In 2011, Los Angeles Unified School District (LAUSD) police handed out around 10,000 tickets to students for offenses ranging from jaywalking to truancy—criminal citations that could include hefty fines and an absence from school to attend court proceedings with their seriously honked-off parents.
After withering criticism that has intensified this past year, the policy was changed and starting December 1, students under the age of 13 will not be given tickets for minor transgressions committed during school hours on or near school grounds. The new policy was spelled out in a memo from LAUSD chief Steven Zipperman and includes a broad exception for those moments when “all other methods” to achieve a teachable moment by milder methods fall flat.
The policy applies only to LAUSD police officers; Los Angeles Police and Sheriff’s departments are not covered by it. It comes at a time when the number of such tickets has already declined precipitously due to community opposition.
Child-rights advocates have long argued that police are brought into student disciplinary situations too early and too often. A study by the Center for Public Integrity found that 43% of the 10,200 LAUSD tickets issued in 2011 went to students 14 or younger.
Many of the students in LAUSD, the second-largest school district in the nation, are from low-income families and an early encounter with law enforcement can be problematic. Only 56% of the district’s students graduate; 80% qualify for a free or reduced lunch; and 88% are students of color. A ticket that requires a court appearance is often ignored, resulting in a criminal record at an early age for minor offenses.
The Community Rights Campaign, which issued a report (pdf) in October on “over-policed” L.A. schools, said truancy was the Number One cause of LAUSD police referrals of students to the juvenile justice system in the past. Tickets ran $250, accompanied by a $1,000 court appearance fee. Failure to pay could result in blocked driver’s licenses, incarceration and criminal records.
But steady opposition to the policy forced a decline in “tardy sweeps” in front of schools, reducing the number of tickets from 3,341 during the 2009-10 school year to 1,618 in 2011-12 and 209 in 2012-13 through May. Serious truancy is being handled through counselors instead of courts.

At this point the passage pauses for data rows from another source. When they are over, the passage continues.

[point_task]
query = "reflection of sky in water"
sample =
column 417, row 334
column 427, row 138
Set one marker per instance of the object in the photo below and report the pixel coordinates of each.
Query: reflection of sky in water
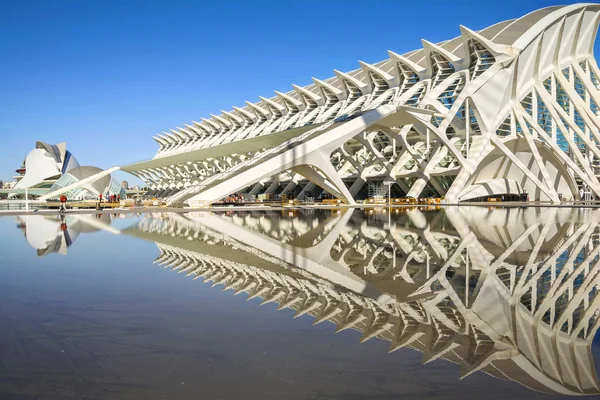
column 104, row 322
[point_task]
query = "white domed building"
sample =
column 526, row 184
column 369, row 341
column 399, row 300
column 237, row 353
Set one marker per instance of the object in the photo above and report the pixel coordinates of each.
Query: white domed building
column 44, row 165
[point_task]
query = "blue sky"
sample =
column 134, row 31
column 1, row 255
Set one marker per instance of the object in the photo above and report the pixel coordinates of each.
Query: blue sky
column 106, row 75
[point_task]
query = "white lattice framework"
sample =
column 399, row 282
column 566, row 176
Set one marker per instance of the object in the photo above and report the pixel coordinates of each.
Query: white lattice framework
column 512, row 295
column 510, row 108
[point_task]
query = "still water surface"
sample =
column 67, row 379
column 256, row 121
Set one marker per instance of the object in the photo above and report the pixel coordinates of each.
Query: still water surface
column 460, row 303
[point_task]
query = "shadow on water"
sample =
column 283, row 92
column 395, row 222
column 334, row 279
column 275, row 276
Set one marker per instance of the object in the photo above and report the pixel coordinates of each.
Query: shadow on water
column 509, row 294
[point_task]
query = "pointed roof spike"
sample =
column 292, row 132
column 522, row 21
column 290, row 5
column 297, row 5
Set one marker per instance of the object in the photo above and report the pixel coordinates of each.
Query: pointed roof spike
column 428, row 46
column 226, row 123
column 318, row 99
column 389, row 79
column 258, row 108
column 212, row 124
column 187, row 132
column 285, row 97
column 234, row 118
column 357, row 82
column 245, row 113
column 179, row 136
column 200, row 125
column 195, row 129
column 419, row 70
column 272, row 104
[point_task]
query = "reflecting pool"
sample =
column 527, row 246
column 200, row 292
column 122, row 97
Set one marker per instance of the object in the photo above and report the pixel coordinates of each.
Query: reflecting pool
column 465, row 302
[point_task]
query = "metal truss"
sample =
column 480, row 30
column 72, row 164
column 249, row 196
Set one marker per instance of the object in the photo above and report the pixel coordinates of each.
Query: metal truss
column 512, row 293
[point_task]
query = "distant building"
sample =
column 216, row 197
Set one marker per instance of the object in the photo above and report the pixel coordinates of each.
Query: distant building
column 49, row 168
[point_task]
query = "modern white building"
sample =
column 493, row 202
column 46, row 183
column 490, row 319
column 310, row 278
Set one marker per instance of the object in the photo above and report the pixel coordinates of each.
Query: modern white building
column 50, row 168
column 508, row 109
column 511, row 293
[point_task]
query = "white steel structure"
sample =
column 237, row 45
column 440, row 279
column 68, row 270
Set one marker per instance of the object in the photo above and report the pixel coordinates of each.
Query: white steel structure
column 512, row 293
column 508, row 109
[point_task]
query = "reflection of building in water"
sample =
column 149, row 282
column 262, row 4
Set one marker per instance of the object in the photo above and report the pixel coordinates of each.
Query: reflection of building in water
column 51, row 234
column 509, row 292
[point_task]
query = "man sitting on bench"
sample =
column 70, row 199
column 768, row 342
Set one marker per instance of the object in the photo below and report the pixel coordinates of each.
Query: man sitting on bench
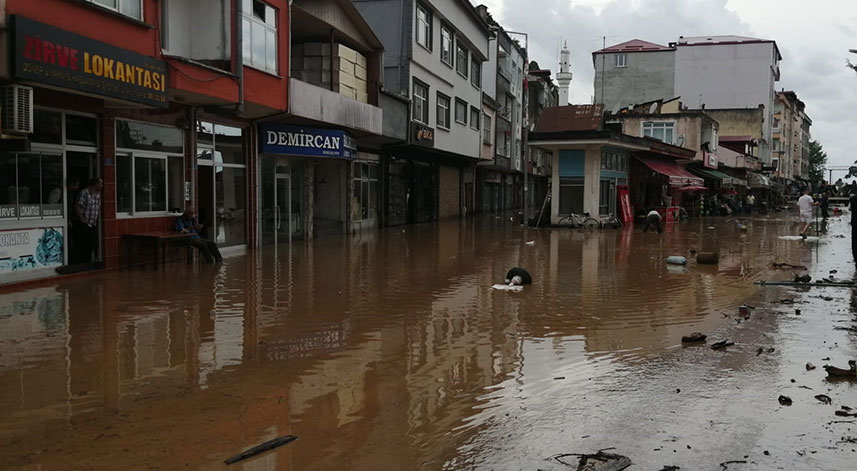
column 186, row 224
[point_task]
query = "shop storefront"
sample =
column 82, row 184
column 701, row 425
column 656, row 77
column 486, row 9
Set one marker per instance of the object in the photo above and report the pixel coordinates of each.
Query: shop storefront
column 304, row 182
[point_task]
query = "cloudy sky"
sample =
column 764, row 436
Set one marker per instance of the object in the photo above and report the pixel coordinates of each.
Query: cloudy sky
column 813, row 36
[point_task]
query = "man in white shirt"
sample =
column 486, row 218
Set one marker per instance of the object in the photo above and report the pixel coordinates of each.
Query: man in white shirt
column 805, row 204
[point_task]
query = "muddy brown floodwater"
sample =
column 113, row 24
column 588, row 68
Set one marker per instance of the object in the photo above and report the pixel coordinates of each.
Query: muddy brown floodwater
column 392, row 352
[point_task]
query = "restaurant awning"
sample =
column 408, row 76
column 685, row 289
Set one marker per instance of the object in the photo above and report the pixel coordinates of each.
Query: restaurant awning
column 726, row 180
column 678, row 175
column 758, row 181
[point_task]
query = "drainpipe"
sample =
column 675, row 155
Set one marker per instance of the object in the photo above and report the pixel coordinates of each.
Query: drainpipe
column 239, row 54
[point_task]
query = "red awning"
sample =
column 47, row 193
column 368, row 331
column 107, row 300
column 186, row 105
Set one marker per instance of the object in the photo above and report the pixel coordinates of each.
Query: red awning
column 691, row 188
column 679, row 176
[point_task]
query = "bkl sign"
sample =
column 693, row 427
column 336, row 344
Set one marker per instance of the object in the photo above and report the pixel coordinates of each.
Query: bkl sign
column 309, row 142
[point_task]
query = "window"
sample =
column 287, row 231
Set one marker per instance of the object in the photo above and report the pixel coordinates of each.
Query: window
column 461, row 53
column 420, row 102
column 661, row 131
column 443, row 105
column 259, row 22
column 570, row 195
column 475, row 72
column 446, row 45
column 474, row 117
column 486, row 129
column 149, row 168
column 424, row 21
column 32, row 185
column 132, row 8
column 366, row 191
column 460, row 111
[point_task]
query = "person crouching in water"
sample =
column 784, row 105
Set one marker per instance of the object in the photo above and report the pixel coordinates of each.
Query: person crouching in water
column 518, row 276
column 653, row 219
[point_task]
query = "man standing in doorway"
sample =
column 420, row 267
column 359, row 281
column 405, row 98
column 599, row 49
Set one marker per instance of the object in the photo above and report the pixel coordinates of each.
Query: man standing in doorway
column 88, row 209
column 186, row 224
column 805, row 204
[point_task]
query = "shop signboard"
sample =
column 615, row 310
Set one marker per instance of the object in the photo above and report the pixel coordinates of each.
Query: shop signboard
column 29, row 249
column 53, row 56
column 280, row 139
column 422, row 135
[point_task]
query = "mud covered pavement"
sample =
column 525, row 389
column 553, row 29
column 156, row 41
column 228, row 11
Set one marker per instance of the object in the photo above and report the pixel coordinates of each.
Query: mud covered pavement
column 393, row 352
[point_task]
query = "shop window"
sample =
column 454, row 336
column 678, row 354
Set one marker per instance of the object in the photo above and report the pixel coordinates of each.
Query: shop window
column 81, row 130
column 47, row 127
column 31, row 185
column 149, row 169
column 570, row 195
column 260, row 35
column 131, row 8
column 151, row 137
column 366, row 191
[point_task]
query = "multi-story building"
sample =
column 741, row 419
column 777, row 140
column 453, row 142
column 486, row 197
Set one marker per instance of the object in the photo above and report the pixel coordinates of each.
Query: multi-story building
column 633, row 72
column 500, row 182
column 707, row 72
column 434, row 54
column 176, row 105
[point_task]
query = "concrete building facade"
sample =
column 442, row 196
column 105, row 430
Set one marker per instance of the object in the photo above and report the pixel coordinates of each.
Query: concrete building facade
column 434, row 55
column 633, row 72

Civil rights groups have argued that thrusting kids into the criminal justice system early creates a system that sets kids along a path likely to increase their chance of being involved in criminal behavior later in life. In a school district like LAUSD, with its high percentage of minority students, that can exacerbate issues of discrimination and grease the school-to-prison pipeline. More than 60% of incarcerated people in the country are racial or ethnic minorities.